UNAL/DICYT En 2022 Colombia tuvo una producción récord de 1,77 millones de toneladas de palma de aceite, producto esencial en la industria alimenticia y en la elaboración de biodiésel. Sin embargo aún hay plagas, especialmente larvas de mariposa, que se comen las hojas y dañan hasta la mitad de los cultivos, por lo que son el dolor de cabeza de los palmicultores. Uno de sus controladores naturales es la avispa Agelaia sp.; el estudio de sus nidos en una zona del Cesar reveló que albergan hasta 6.000 individuos y vuelan hasta 400 metros alrededor de su hogar, mucho más que otros de sus familiares.

¿Para qué sirve este hallazgo realizado por biólogos de la Universidad Nacional de Colombia (UNAL)? El estudio encontró que uno de los alimentos predilectos de las avispas son las larvas de la mariposa nocturna gigante (Opsiphanes cassina) –que habita desde México hasta el Amazonas–, por eso se les considera como guardianas de los cultivos de palma en el país.

Las pequeñas orugas tienen el cuerpo dividido en segmentos, con patas en algunas partes, y varían entre colores brillantes y llamativos o colores neutros para pasar desapercibidas. Las hojas de palma constituyen hasta el 70 % de su alimentación, en un proceso llamado defoliar que tiene repercusiones negativas y rápidas para los cultivos, ya que desembocan en pérdidas millonarias para este sector que, según el DANE, en 2022 tuvo ventas internacionales por unos 211 millones de dólares.

Por participar con el 17,6 % del producto interno bruto agrícola del país, los palmicultores buscan implementar mejores estrategias para proteger sus cultivos, y es ahí donde aparece la UNAL con un proyecto que analiza el comportamiento de avispas como Agelaia sp., llamadas “sociales” por la manera como se organizan en colonias jerárquicas y con división de labores.

Según el biólogo Hans Santiago Poveda Marroquín, “nunca antes se había descrito cuántos individuos de esta especie colonizan un nido en los cultivos de palma, y fue gracias al uso de una pintura que se determinó esta cantidad; las avispas se capturaron en una red entomológica (herramienta diseñada específicamente para esta tarea) y se les hizo una pequeña marca con pintura para luego contar las que salieron y no repetir”.

Se determinó que en un solo nido puede haber entre 900 y 7.000 avispas, cifra que muestra el potencial que tienen para capturar las larvas de O. cassina, pues “esta variación se debe a que las avispas tienen una naturaleza de migración y cuando superan la capacidad de individuos se trasladan a otra zona del cultivo, asentándose en cavidades que encuentran en las palmas”.

“La abundancia de avispas está directamente relacionada con la abundancia de sus presas, lo que quiere decir que se trasladan a sitios en los que posiblemente están las larvas dañando las hojas”, indica.

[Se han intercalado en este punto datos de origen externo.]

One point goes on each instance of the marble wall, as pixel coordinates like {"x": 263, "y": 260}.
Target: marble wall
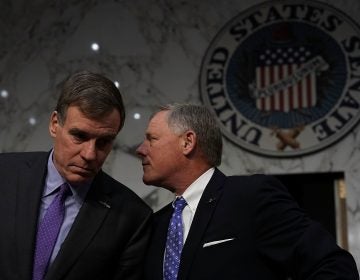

El estudio se realizó en 6.000 hectáreas del Grupo Agroindustrial, Hacienda La Gloria, un terreno dedicado al cultivo de palma de aceite al sur de Cesar.

Por otro lado se encontró que de 100 muestras de presas recolectadas en todos los nidos la mayoría eran de larvas de O. cassina, lo cual demuestra que las avispas son controladores naturales de esta especie y podrían ser la mano derecha de los productores de palma en el país, por lo que se necesitan planes de manejo que integren su accionar contra plagas.

No obstante, el biólogo explica que “aún falta identificar alrededor de un 60 % de las muestras, ya que algunas no tienen rasgos morfológicos dicientes, ya que las avispas les hacen daño al capturarlas y les quitan partes fundamentales para la descripción. Se espera que en futuras investigaciones se utilicen técnicas de secuenciación de ADN”.

Por último, en el ámbito de vuelo también hubo hallazgos, como por ejemplo que las avispas se desplazan hasta 400 m del nido, contrario a lo que se pensaba, que se movían a 100 m, lo que les da un mayor rango de acción contras las plagas de la zona.

“Observamos que entre las 8 de la mañana y las 4 de la tarde, cada 15 minutos entran al nido 250 avispas en promedio, salen 300, y 70 capturan y transportan alguna presa para alimentarse”, concluye el biólogo Poveda.